๑۩۞۩๑ İslami İlimler Dunyası ๑۩۞۩๑ => Vaaz Projeleri => Konuyu başlatan: Zehibe üzerinde 26 Eylül 2010, 07:47:25



Konu Başlığı: İslamın Öngördüğü İnsan
Gönderen: Zehibe üzerinde 26 Eylül 2010, 07:47:25
İSLÂM’IN ÖNGÖRDÜĞÜ İNSAN / MÜSLÜMAN MODELİ


Dr. Muhlis AKAR


I- Konunun Plânı

A. Kur’an’da Öngörülen İnsan/Müslüman Modeli:
1.  Allah’a ortak/şirk koşmaz.
2. Anne ve babasına iyilik eder. Allah’a ortak koşmaya  zorlamaları dışında anne-babasına itaat eder.
3. Allah’a gönülden saygı duyarak huşû ile  namazını dosdoğru kılar, iyiliği emreder, kötülükten vazgeçirir ve bu uğurda başına gelenlere sabreder.
4.  Yersiz bir gurura kapılarak insanlara üstünlük taslamaz ve yeryüzünde böbürlenerek yürümez
5.  Davranışlarında dengeli ve ölçülü olur.
6.  Boş ve anlamsız şeylerden yüz çevirir.
7.  Sürekli arınma çabası içinde olup zekatını verir.
8. İffetini korur, mahrem yerlerini haramdan sakınır, zina yapmaz, içki içmez, yuşturucu maddeleri kullanmaz, kumar oynamaz.
9.  Emanete riayet eder, sözleşmelerine sadakat gösterir.
10.Allah’ın dokunulmaz ve haram kıldığı bir cana haksızca kıymaz.
11.Yetim malı yemez.
12.Ölçü ve tartıda adil davranır, haksızlık yapmaz.
13.Bilmediği şeyin peşine düşmez, bilmediği konuda fikir beyan etmez.
14.Kimseyle alay etmez, Müslüman kardeşlerinde kusur aramaz, onlara kötü lakap takmaz.
15.Zandan/spekülasyon yapmaktan sakınır, tecessüs edip insanların gizli hallerini araştırmaz.
16.Bir başkasının gıybetini yaparak arkasından çekiştirmez.
17.Doğru sözlüdür.
18.Yapmayacağı şeyi söylemez.
19.Bollukta da darlıkta da sadaka verir, öfkesine hakim olur, insanların kusurlarını bağışlar.
20.Hatalı tutum ve davranışlarında ya da günahlarında ısrar etmez, tekrarlamaz ve  onlara yürekten tevbe-istiğfar eder.
21.Adildir, hakkı ve adaleti ayakta tutar.
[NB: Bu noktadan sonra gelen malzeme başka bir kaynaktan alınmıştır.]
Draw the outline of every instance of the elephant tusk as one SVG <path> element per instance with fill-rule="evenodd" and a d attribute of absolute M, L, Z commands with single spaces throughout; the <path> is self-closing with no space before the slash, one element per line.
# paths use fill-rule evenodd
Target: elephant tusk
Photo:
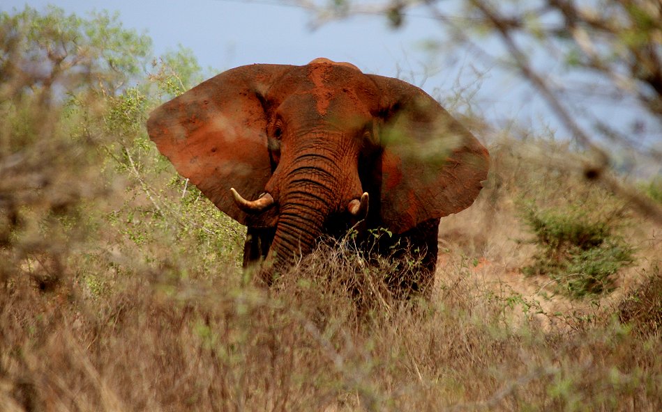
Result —
<path fill-rule="evenodd" d="M 273 206 L 276 203 L 269 193 L 262 195 L 257 200 L 247 200 L 242 198 L 241 195 L 237 193 L 234 187 L 230 188 L 230 191 L 232 192 L 232 196 L 234 197 L 234 203 L 236 203 L 237 207 L 246 213 L 263 212 Z"/>
<path fill-rule="evenodd" d="M 363 194 L 361 195 L 360 200 L 354 199 L 349 202 L 347 205 L 347 210 L 352 216 L 359 219 L 366 219 L 366 216 L 368 216 L 368 192 L 363 192 Z"/>

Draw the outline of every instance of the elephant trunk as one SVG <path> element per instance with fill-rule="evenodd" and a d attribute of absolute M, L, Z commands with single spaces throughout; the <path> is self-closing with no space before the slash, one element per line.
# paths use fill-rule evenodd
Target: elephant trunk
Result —
<path fill-rule="evenodd" d="M 280 182 L 278 223 L 263 273 L 267 282 L 313 250 L 329 215 L 342 209 L 349 196 L 352 180 L 339 172 L 337 156 L 300 152 Z M 356 184 L 353 191 L 361 189 Z"/>

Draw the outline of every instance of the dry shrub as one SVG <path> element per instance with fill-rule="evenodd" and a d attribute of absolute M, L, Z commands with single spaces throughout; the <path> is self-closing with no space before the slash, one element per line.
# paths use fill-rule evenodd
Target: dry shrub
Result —
<path fill-rule="evenodd" d="M 149 143 L 153 102 L 117 90 L 73 106 L 0 90 L 10 97 L 0 101 L 0 411 L 662 409 L 656 334 L 610 314 L 572 330 L 515 322 L 535 306 L 476 281 L 479 258 L 509 260 L 502 271 L 525 261 L 506 239 L 522 232 L 512 199 L 527 176 L 559 172 L 495 148 L 494 185 L 442 223 L 467 241 L 446 244 L 460 264 L 440 267 L 428 300 L 394 298 L 383 280 L 403 266 L 342 244 L 258 289 L 236 265 L 242 229 Z M 645 290 L 658 301 L 657 286 Z"/>
<path fill-rule="evenodd" d="M 619 320 L 644 338 L 662 332 L 662 271 L 659 267 L 625 297 L 618 308 Z"/>

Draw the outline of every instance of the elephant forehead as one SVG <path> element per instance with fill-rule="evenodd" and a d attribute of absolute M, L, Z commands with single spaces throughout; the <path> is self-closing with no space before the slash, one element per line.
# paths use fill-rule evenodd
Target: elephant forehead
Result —
<path fill-rule="evenodd" d="M 285 104 L 286 111 L 306 108 L 313 111 L 309 116 L 319 118 L 370 113 L 379 102 L 374 83 L 358 69 L 325 61 L 292 70 L 271 88 L 269 96 Z"/>

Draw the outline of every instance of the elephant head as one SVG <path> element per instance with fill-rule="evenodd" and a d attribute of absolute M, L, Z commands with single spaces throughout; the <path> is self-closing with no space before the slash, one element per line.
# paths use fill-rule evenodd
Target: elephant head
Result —
<path fill-rule="evenodd" d="M 271 270 L 309 252 L 329 221 L 402 233 L 458 212 L 489 164 L 421 89 L 324 58 L 227 70 L 156 109 L 147 129 L 219 209 L 274 228 Z"/>

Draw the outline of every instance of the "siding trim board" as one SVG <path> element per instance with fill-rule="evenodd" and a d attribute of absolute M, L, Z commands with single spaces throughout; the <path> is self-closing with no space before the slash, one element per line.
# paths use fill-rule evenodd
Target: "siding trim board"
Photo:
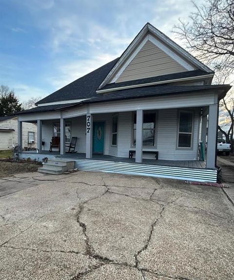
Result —
<path fill-rule="evenodd" d="M 45 157 L 55 158 L 51 154 L 20 153 L 20 159 L 23 160 L 30 158 L 41 161 Z M 69 157 L 66 158 L 69 159 Z M 216 169 L 194 168 L 176 167 L 142 163 L 111 161 L 96 160 L 84 160 L 71 158 L 75 160 L 75 167 L 80 170 L 121 173 L 129 175 L 152 176 L 182 180 L 191 180 L 200 182 L 217 181 L 217 171 Z"/>

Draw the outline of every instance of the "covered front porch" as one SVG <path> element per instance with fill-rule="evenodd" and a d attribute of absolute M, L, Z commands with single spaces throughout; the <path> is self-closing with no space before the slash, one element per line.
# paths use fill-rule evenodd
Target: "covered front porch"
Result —
<path fill-rule="evenodd" d="M 30 158 L 42 161 L 48 159 L 65 158 L 75 161 L 75 167 L 79 170 L 123 173 L 143 176 L 166 178 L 198 181 L 216 182 L 217 170 L 208 169 L 204 162 L 199 160 L 169 160 L 143 159 L 142 163 L 136 163 L 135 159 L 119 158 L 108 155 L 94 155 L 92 159 L 86 158 L 83 153 L 67 154 L 58 152 L 23 152 L 20 159 Z"/>
<path fill-rule="evenodd" d="M 20 157 L 62 157 L 74 159 L 80 170 L 216 181 L 218 104 L 213 94 L 203 97 L 195 94 L 189 102 L 183 95 L 172 96 L 170 102 L 169 97 L 149 98 L 20 116 L 20 145 L 22 121 L 36 121 L 38 151 L 22 151 Z M 53 137 L 59 147 L 50 153 Z M 72 137 L 76 152 L 68 154 L 66 142 Z M 207 146 L 203 158 L 201 141 Z"/>
<path fill-rule="evenodd" d="M 74 160 L 86 159 L 86 154 L 83 153 L 66 153 L 65 155 L 60 155 L 58 151 L 54 151 L 49 154 L 47 151 L 41 152 L 39 154 L 36 151 L 27 151 L 22 152 L 21 154 L 21 159 L 27 159 L 30 158 L 34 160 L 40 160 L 41 157 L 48 158 L 63 158 L 71 159 Z M 119 158 L 108 155 L 93 155 L 92 160 L 94 160 L 108 161 L 113 162 L 127 162 L 129 163 L 135 163 L 135 159 L 128 158 Z M 191 168 L 206 168 L 206 162 L 202 160 L 157 160 L 150 159 L 143 159 L 142 162 L 144 164 L 153 165 L 161 165 L 165 166 L 174 166 L 176 167 L 187 167 Z"/>

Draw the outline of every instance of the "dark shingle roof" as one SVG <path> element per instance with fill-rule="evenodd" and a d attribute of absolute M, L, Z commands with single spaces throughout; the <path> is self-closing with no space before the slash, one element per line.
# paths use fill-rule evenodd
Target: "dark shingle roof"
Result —
<path fill-rule="evenodd" d="M 4 120 L 7 120 L 13 118 L 16 118 L 15 116 L 6 116 L 5 117 L 0 117 L 0 121 L 3 121 Z"/>
<path fill-rule="evenodd" d="M 118 61 L 118 58 L 73 81 L 36 104 L 90 98 L 97 95 L 96 89 Z"/>
<path fill-rule="evenodd" d="M 232 87 L 230 85 L 158 85 L 142 87 L 136 87 L 128 89 L 116 90 L 107 94 L 98 95 L 99 96 L 85 100 L 82 103 L 95 103 L 98 101 L 113 101 L 115 100 L 128 99 L 148 97 L 168 94 L 192 93 L 195 91 L 204 91 L 207 90 L 219 90 L 227 92 Z"/>
<path fill-rule="evenodd" d="M 95 97 L 85 100 L 78 103 L 40 106 L 33 108 L 27 111 L 20 112 L 18 114 L 29 113 L 39 113 L 56 110 L 62 110 L 68 107 L 71 107 L 86 103 L 96 103 L 148 97 L 156 96 L 166 95 L 167 94 L 176 94 L 183 93 L 192 93 L 207 90 L 220 91 L 220 92 L 227 92 L 231 87 L 229 85 L 155 85 L 144 87 L 138 87 L 121 90 L 117 90 L 107 94 L 102 95 L 96 93 Z"/>
<path fill-rule="evenodd" d="M 41 112 L 49 112 L 50 111 L 54 111 L 55 110 L 59 110 L 63 108 L 71 107 L 77 104 L 77 102 L 68 103 L 67 104 L 57 104 L 56 105 L 48 105 L 48 106 L 38 106 L 29 110 L 25 111 L 21 111 L 18 112 L 17 115 L 20 114 L 28 114 L 31 113 L 40 113 Z"/>
<path fill-rule="evenodd" d="M 195 70 L 193 71 L 186 71 L 174 74 L 158 76 L 156 77 L 153 77 L 151 78 L 147 78 L 133 80 L 129 80 L 127 81 L 123 81 L 121 82 L 109 83 L 106 84 L 105 86 L 102 87 L 101 89 L 100 89 L 99 90 L 102 90 L 103 89 L 112 89 L 114 88 L 115 87 L 126 86 L 128 85 L 135 85 L 141 84 L 143 83 L 147 83 L 150 82 L 167 81 L 170 80 L 175 80 L 177 79 L 181 79 L 181 78 L 190 78 L 192 77 L 203 76 L 209 74 L 210 74 L 211 73 L 208 73 L 207 72 L 201 70 Z"/>

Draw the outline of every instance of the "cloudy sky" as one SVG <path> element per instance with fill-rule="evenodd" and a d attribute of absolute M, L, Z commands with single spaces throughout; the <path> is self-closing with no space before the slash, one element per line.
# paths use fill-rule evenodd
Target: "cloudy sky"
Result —
<path fill-rule="evenodd" d="M 189 0 L 0 3 L 0 84 L 20 101 L 43 97 L 117 57 L 147 21 L 175 39 L 174 24 L 194 11 Z"/>

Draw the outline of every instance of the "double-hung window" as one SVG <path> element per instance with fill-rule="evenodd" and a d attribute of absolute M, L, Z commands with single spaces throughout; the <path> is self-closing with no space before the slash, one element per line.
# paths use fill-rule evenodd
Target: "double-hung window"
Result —
<path fill-rule="evenodd" d="M 71 141 L 71 122 L 66 122 L 65 124 L 65 134 L 66 142 Z M 60 122 L 55 122 L 54 123 L 54 136 L 60 137 Z"/>
<path fill-rule="evenodd" d="M 193 112 L 179 112 L 178 148 L 192 148 L 193 119 Z"/>
<path fill-rule="evenodd" d="M 143 145 L 155 146 L 156 113 L 144 112 L 143 116 Z M 133 145 L 136 146 L 136 114 L 134 114 L 133 125 Z"/>
<path fill-rule="evenodd" d="M 111 145 L 117 145 L 117 130 L 118 126 L 118 116 L 115 115 L 112 117 L 112 132 L 111 137 Z"/>
<path fill-rule="evenodd" d="M 28 143 L 34 144 L 35 142 L 35 133 L 32 131 L 28 132 Z"/>

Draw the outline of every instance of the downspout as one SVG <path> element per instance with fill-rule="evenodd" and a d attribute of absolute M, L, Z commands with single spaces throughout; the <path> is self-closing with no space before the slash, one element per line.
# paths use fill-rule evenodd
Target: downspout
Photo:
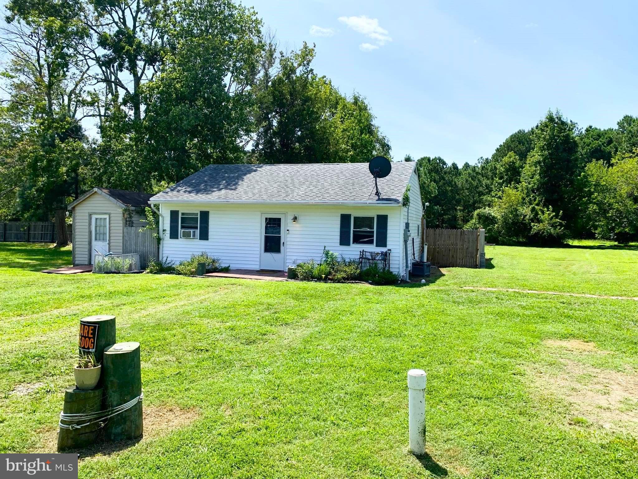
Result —
<path fill-rule="evenodd" d="M 162 226 L 163 225 L 163 218 L 162 218 L 161 213 L 159 209 L 155 208 L 155 205 L 154 205 L 151 202 L 149 202 L 149 205 L 151 206 L 151 209 L 158 214 L 158 234 L 160 235 L 160 244 L 158 245 L 158 261 L 161 261 L 162 258 L 164 257 L 162 255 L 162 243 L 163 243 L 162 240 L 163 240 L 163 236 L 164 236 L 164 235 L 162 234 Z M 160 205 L 160 208 L 161 208 L 161 204 Z"/>
<path fill-rule="evenodd" d="M 403 229 L 403 245 L 405 256 L 405 280 L 410 281 L 410 268 L 408 266 L 410 255 L 408 254 L 408 235 L 410 234 L 410 203 L 406 208 L 405 228 Z"/>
Kin beslemez, düşmanına bile adil davranır. Kendisinin ve yakınlarının aleyhinde bile olsa adaletle şahitlik eder.
22.Kötülüklere karşı en güzel bir tarzda mücadele eder; kötülükleri iyilikle savar; insanları güzel öğütle ve hikmetle Allah’ın yoluna davet eder
23.Yakınlarına, yetimlere, yoksullara, yolda kalmışlara, dilencilere ve özgürlüğünü kaybetmiş olanlara zekat ve sadakayı sevdiği mallardan verir; ama gereksiz yere de saçıp savurmaz.
24.Hayır işlerinde, iyilik ve takva üzere yardımlaşır, düşmanlık üzere yarış ve dayanışma içinde olmazlar.
25.İşlerini istişare üzere yaparlar
26.Harcadıklarında ne israf ederler, ne de cimrilik  ederler. Harcamaları bu ikisi arasında dengeli olur.
27.Allah’ın ayetlerine karşı kör ve sağır davranmazlar.
28.Yala yere şahitlik etmezler, boş söz ile karşılaştıkları zaman oradan vakar ile geçip giderler.
B. Hadislerde Öngörülen İnsan Ve Müslüman Modeli:
1. İyi niyetlidir; inancında, düşüncesinde, söz, iş, icraat ve ibadetlerinde samimidir.
2. İnandığı dinin temel prensiplerine kayıtsız ve şartsız teslim olmuştur.
3. Kur’an’a ve onun hayata tatbik edilmiş şekli olan sünnete bağlıdır.
4. Her türlü hurafe ve batıl inanışlardan uzaktır.
5. İbadetlerinde ve hayır-hasenatında devamlıdır.
6. Günah ve hatalarında ısrarcı değildir. Günah işlediğini ya da hata yaptığını anladığında derhal  yaptıklarından tevbe eder.
7. Güzel ahlâk sahibidir.
8. Elinden ve dilinden kimseye zarar gelmez. Her yönüyle güven ve emniyet insanıdır.
9. Hayır sahibi  ve hizmet ehli bir insandır. “İnsanların en hayırlısı insanlara faydalı  olandır” hadisini kendisine düstur edinmiştir.
10.Duyarlıdır; başkalarının acı ve ıstıraplarına karşı duyarsız kalmaz.
11.Kardeşlik hukukuna riayet ederek bütün Müslümanları kardeş bilir.
12.Uyanıktır.
13.Dost ve arkadaş seçimine dikkat eder.
14.Malayani ile boş vakit geçirmez.
15.Yaptığı her işi sağlam yapar.
16.Müslüman olarak yaşayıp Müslüman olarak ölmek en büyük arzusudur.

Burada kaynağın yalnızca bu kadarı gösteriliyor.